– Я училась у вашего сына на Высших курсах. К сожалению, я не оправдала надежд моих учителей, не дослушала курсов. Меня соблазнил один молодой негодяй, и я уступила ему. Курсы были заброшены. Но стремление к знаниям осталось. Я попросила у Александра Александровна его конспекты уроков. Он дал мне почти законченные записки, и я их скопировала.
– У вас остались труды моего мальчика?! – вскричал сенатор. – Какое счастье! Ведь изверги сожгли все его бумаги.
– Я потому и прихожу, что узнала об этом. Я ищу того, кому небезразлично творчество Шахова.
– Конечно, мне небезразличны труды сына! Отдайте мне эти записи! – взмолился отец. – Или скажите, где я могу их найти.
Незнакомка неожиданно всхлипнула:
– Вы не сможете их найти… Мой соблазнитель, увидев, что я по-прежнему читаю лекции, избил меня до смерти, а записки сжег!
– Как?! – заломил руки старик. – Неужто и тут огонь! И все рукописи моего мальчика сгорели?!

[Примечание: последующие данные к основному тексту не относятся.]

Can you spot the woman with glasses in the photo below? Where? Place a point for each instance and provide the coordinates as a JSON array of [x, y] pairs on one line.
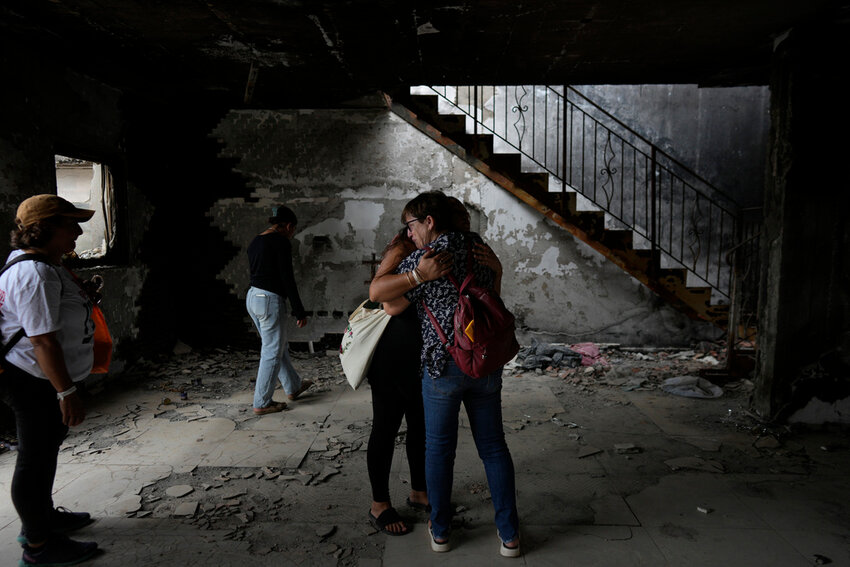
[[45, 319], [395, 383], [429, 218]]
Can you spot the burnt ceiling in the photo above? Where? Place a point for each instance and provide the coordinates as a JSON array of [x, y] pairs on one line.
[[286, 53]]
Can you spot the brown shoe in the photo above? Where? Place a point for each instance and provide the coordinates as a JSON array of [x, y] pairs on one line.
[[305, 385], [273, 407]]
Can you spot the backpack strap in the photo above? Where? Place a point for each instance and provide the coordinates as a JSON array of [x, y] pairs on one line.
[[20, 333], [470, 276], [440, 333]]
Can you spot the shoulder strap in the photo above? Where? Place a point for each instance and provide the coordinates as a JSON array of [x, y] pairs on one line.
[[440, 333], [470, 276], [20, 334]]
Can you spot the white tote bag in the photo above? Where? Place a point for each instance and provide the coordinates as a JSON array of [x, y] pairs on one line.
[[365, 327]]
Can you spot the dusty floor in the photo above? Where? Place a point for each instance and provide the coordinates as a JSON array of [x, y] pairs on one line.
[[611, 470]]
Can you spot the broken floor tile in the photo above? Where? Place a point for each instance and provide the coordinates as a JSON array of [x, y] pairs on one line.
[[325, 531], [627, 448], [695, 463], [179, 490], [588, 451], [186, 509]]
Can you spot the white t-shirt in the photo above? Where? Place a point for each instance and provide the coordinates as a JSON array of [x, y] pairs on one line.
[[44, 298]]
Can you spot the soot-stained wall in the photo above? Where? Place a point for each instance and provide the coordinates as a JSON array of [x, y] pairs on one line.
[[347, 174], [52, 111]]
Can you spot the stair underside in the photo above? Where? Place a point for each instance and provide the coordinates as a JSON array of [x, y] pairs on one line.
[[587, 226]]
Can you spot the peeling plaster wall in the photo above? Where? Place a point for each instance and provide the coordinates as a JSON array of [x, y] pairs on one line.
[[348, 174], [721, 133]]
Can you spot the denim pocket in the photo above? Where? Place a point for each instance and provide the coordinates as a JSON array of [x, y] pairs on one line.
[[260, 306]]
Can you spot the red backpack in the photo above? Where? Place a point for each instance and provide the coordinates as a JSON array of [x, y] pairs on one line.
[[484, 328]]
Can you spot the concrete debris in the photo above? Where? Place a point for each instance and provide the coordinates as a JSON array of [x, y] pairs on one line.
[[325, 531], [588, 451], [540, 355], [186, 509], [181, 348], [695, 463], [179, 490], [767, 442], [691, 387], [627, 448]]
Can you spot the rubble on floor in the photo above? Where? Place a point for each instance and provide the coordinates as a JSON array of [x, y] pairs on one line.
[[588, 365]]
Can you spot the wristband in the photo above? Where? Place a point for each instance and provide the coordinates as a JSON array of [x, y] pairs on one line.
[[66, 393], [417, 277]]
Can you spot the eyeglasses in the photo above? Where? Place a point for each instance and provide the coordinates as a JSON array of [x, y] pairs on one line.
[[407, 224]]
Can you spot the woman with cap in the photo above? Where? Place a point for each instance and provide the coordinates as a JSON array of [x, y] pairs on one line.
[[52, 353], [272, 283]]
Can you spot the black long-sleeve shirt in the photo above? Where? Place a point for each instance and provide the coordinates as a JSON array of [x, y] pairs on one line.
[[270, 258]]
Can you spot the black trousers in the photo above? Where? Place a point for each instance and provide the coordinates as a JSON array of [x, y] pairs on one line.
[[393, 400], [396, 384], [40, 434]]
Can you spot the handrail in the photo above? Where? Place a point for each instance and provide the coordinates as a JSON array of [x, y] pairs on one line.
[[641, 188]]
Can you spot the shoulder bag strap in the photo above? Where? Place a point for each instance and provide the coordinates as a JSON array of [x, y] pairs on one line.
[[20, 334]]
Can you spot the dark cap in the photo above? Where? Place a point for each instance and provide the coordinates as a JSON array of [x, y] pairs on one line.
[[41, 207]]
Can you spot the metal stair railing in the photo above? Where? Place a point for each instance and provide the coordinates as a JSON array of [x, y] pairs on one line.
[[557, 130]]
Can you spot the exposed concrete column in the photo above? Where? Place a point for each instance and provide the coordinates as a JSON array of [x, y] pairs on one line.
[[804, 311]]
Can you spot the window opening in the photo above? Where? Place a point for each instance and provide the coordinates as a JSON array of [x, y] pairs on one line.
[[89, 185]]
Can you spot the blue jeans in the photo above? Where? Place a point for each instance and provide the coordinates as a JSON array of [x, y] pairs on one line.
[[266, 310], [482, 398]]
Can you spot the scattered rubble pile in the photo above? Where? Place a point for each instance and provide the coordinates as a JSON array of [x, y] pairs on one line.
[[675, 370]]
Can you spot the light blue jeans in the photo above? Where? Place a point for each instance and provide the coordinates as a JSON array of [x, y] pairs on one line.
[[267, 310], [482, 398]]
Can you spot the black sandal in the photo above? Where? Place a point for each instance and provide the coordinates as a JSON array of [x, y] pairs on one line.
[[419, 506], [387, 517]]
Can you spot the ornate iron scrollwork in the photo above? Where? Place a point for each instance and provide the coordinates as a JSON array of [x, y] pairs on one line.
[[608, 172], [521, 109]]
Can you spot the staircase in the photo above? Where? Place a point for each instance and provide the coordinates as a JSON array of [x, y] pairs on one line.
[[568, 158]]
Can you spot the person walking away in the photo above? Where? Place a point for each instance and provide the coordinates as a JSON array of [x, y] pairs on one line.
[[272, 283], [40, 296]]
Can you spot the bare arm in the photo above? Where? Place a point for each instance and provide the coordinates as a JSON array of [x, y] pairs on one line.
[[387, 287], [51, 359]]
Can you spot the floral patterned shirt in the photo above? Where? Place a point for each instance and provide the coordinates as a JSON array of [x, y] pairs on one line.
[[441, 295]]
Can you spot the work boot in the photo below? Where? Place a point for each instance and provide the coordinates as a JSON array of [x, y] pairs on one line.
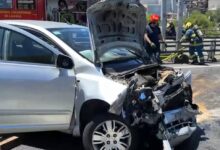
[[201, 61], [194, 59]]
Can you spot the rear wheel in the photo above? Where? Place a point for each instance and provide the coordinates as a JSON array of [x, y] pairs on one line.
[[108, 132], [181, 59]]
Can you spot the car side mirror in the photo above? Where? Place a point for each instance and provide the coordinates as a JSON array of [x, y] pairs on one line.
[[64, 62]]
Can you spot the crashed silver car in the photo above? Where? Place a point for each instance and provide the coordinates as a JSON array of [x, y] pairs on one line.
[[158, 100], [113, 96]]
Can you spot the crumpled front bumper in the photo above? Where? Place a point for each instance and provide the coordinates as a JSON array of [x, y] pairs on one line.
[[179, 124]]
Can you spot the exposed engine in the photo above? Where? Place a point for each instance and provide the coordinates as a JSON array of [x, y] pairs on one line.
[[163, 101]]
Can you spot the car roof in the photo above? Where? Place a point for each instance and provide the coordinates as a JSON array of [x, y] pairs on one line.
[[23, 32], [43, 24]]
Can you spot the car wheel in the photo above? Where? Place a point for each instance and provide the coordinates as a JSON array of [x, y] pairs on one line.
[[181, 59], [108, 132]]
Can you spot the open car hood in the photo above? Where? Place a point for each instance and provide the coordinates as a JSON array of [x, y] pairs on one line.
[[116, 23]]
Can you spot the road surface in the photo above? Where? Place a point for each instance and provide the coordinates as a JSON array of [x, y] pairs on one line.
[[206, 87]]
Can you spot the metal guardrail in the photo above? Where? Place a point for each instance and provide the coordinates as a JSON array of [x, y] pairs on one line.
[[211, 47]]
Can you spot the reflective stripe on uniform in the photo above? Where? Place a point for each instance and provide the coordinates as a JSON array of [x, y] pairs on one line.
[[196, 44]]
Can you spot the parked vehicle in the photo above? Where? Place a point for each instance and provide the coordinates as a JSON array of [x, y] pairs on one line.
[[116, 88]]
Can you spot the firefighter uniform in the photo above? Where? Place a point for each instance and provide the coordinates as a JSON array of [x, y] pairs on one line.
[[196, 45]]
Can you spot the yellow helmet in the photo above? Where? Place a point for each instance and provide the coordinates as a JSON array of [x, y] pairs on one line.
[[188, 25]]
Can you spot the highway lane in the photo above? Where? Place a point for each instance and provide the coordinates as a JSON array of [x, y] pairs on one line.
[[206, 87]]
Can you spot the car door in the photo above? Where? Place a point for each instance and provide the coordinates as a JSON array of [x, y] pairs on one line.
[[35, 94]]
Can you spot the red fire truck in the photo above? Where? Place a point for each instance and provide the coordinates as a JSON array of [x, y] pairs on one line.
[[73, 11], [23, 9]]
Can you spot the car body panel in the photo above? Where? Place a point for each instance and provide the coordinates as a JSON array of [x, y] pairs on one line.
[[31, 95], [115, 24], [85, 71]]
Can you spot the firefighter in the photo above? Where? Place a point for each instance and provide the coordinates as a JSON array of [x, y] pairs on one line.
[[195, 37], [152, 38]]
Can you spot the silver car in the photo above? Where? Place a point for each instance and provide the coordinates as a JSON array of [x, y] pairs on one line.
[[65, 81]]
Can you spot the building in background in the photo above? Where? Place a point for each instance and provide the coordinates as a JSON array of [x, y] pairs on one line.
[[214, 4], [200, 5]]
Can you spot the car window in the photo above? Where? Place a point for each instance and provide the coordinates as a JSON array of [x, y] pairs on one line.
[[42, 37], [1, 42], [5, 4], [24, 49], [77, 38]]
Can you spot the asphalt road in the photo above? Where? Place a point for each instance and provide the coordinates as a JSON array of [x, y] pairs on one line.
[[206, 87]]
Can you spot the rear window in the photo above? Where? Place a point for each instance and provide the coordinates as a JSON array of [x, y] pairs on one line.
[[26, 4], [5, 4]]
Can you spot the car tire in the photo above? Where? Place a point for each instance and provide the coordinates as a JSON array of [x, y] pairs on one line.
[[97, 128], [181, 59]]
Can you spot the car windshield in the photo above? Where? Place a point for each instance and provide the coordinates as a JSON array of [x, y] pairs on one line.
[[78, 39]]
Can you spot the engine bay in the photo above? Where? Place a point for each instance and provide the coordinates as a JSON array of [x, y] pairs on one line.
[[158, 99]]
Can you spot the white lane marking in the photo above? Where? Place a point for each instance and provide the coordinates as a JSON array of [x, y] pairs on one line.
[[193, 66]]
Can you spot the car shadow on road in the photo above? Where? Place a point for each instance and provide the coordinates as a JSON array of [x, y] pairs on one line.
[[193, 142]]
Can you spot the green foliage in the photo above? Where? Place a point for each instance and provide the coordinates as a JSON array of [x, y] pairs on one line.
[[202, 20]]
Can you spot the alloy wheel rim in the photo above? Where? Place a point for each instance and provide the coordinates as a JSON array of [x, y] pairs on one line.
[[111, 135]]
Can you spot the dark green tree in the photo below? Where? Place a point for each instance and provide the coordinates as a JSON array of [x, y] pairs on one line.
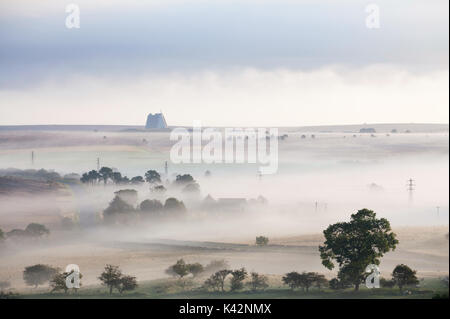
[[105, 173], [258, 281], [58, 281], [404, 276], [137, 180], [356, 244], [174, 205], [150, 207], [117, 208], [127, 283], [184, 179], [111, 277], [152, 177]]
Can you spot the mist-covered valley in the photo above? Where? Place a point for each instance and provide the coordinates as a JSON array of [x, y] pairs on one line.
[[322, 178]]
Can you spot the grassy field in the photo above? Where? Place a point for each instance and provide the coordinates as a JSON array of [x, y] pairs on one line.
[[164, 289]]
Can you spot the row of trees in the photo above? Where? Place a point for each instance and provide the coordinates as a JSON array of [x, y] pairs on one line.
[[112, 277], [219, 275], [304, 280], [106, 174], [32, 231], [123, 208]]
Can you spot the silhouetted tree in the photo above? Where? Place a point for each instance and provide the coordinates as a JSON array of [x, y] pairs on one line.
[[127, 283], [151, 207], [404, 276], [356, 244], [258, 281], [38, 274], [137, 180], [184, 179], [238, 276], [105, 174], [111, 277], [174, 205], [152, 177]]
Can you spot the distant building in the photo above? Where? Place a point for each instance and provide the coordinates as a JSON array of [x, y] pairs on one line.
[[156, 120]]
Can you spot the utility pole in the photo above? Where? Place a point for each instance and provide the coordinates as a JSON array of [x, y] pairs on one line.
[[411, 186]]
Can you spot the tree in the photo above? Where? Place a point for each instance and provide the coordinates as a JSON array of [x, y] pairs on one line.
[[137, 180], [38, 274], [258, 281], [192, 188], [404, 276], [152, 177], [217, 280], [215, 265], [105, 173], [307, 279], [91, 177], [116, 208], [184, 179], [174, 205], [151, 206], [238, 276], [261, 241], [180, 269], [127, 283], [195, 269], [356, 244], [111, 277], [36, 230], [212, 282]]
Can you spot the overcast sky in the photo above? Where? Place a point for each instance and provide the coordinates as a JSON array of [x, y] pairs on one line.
[[234, 63]]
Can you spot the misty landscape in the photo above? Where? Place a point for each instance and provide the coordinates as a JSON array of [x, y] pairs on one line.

И вдруг дама усмехнулась, таинственно и страшновато:
– Рукописи не горят! И если вы, сенатор, обещаете, что издадите их, чтобы все, особенно девушки и женщины, могли их прочесть, я отдам их вам.
– Но каким образом?! Они же сгорели… – Бедный старик уже снова чуть не плакал.
– Подождите здесь… – прошелестела дама. – Я постараюсь вернуться!
И она… исчезла.
Старик опустился прямо на могилу сына. Ноги уже не держали его. Было очень холодно. Ветер продувал насквозь. Начал накрапывать дождь. Ужас овладевал стариком. Но он крепился. Понимал, что вернуть сгоревшее невозможно, но ждал. Сам не понимая чего…
И когда в голове у него уже помутилось и перед глазами поплыла черная пелена, он вдруг увидел полупрозрачную черную даму, возникшую рядом с оградкой могилы. В руках у дамы белели листы.
– Помните, рукописи не горят! – повторила она и протянула их старику. – Если это, конечно, настоящие рукописи, нужные людям.
Старик взглянул на исписанные листы, а когда поднял голову, дамы уже не было. Сенатор вздохнул и, прижав рукопись к груди, пошел к воротам, туда, где ожидала его коляска.
Едва он с помощью кучера взобрался на сиденье, раздался звон колокола.
– Полночь! – охнул кучер. – Задержалось ваше высокородие… А я уж сижу-сижу. Думаю, жуть какая. Погост ведь, а ну как привидения явятся!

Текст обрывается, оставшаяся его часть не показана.